Vapers using low- rather than high-nicotine e-liquids in electronic cigarettes may be using their devices more intensely, potentially increasing the risk of exposure to toxins in the vapor, according to a medicalxpress.com story citing new research funded by Cancer Research UK and published in Addiction on June 7.
Researchers, based at London South Bank University, studied 20 e-cigarette users and found that people using low-nicotine e-liquid in their devices puffed more deeply and more often than did those using high-nicotine liquid. Those using low-nicotine liquids also increased the power of their vaping devices when possible.

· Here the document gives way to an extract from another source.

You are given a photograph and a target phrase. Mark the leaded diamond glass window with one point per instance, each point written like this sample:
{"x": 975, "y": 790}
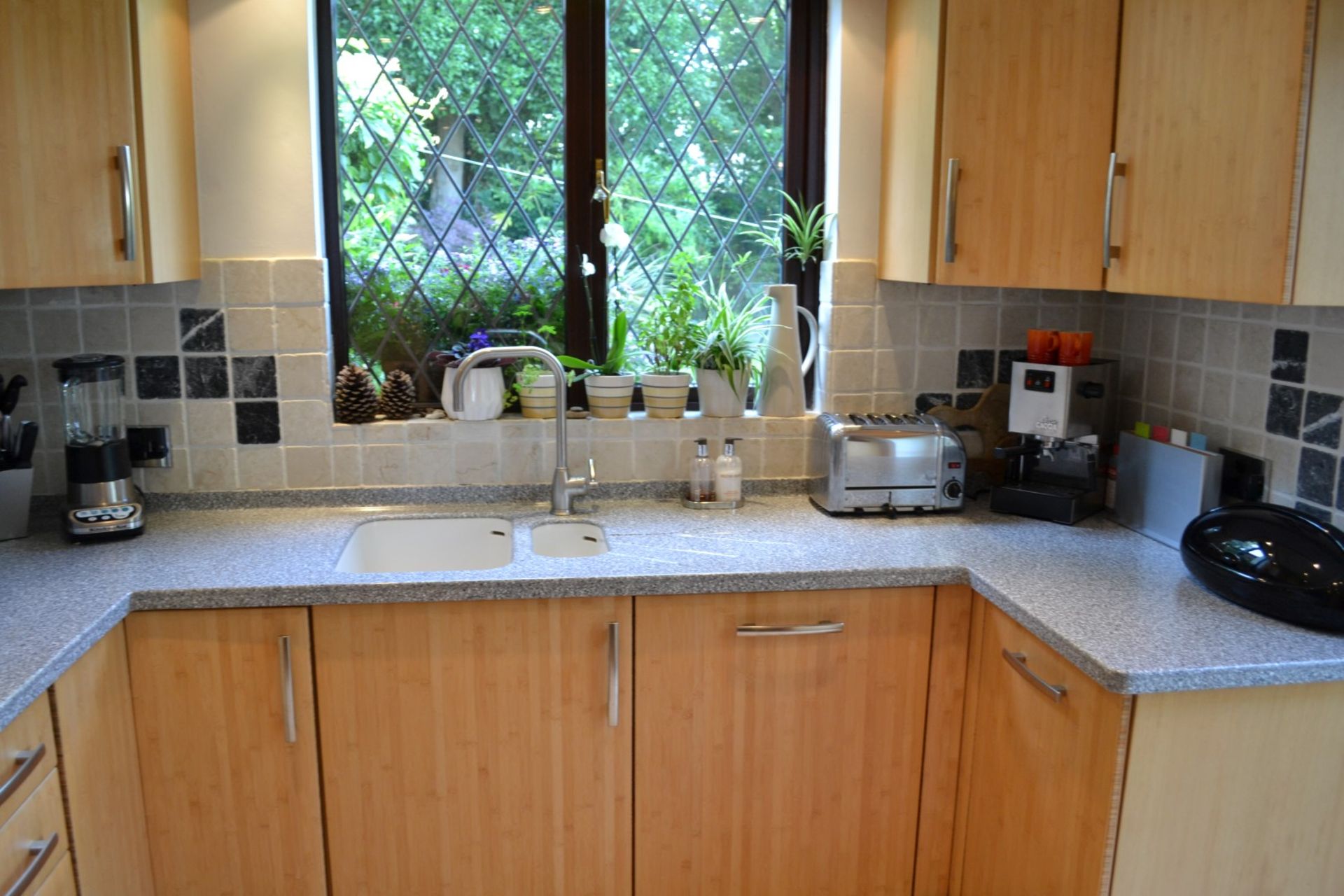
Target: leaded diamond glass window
{"x": 452, "y": 130}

Despite this ‘compensatory’ behavior, the low nicotine vapers were unable to get as much nicotine as could the high-nicotine group. But in their quest to do so their puffing behavior may have increased their exposure to toxins such as formaldehyde, a chemical formed when the e-cigarette liquid is heated.
While there can be toxic chemicals present in vapor, they are far fewer and generally at lower concentrations than in tobacco smoke. Evidence so far still shows that the use of both high- and low-nicotine e-cigarettes is far less harmful than is smoking.
“Some vapers might believe that starting out on a low nicotine strength is a good thing, but they should be aware that reducing their nicotine concentration is likely to result in the use of more e-liquid,” said Dr. Lynne Dawkins, lead author of the study.
“This obviously comes with a financial cost but also possibly with a health cost. The results of our study suggest that smokers who want to switch to vaping may be better to start with higher, rather than lower, nicotine levels to reduce compensatory behavior and the amount of e-liquid used.”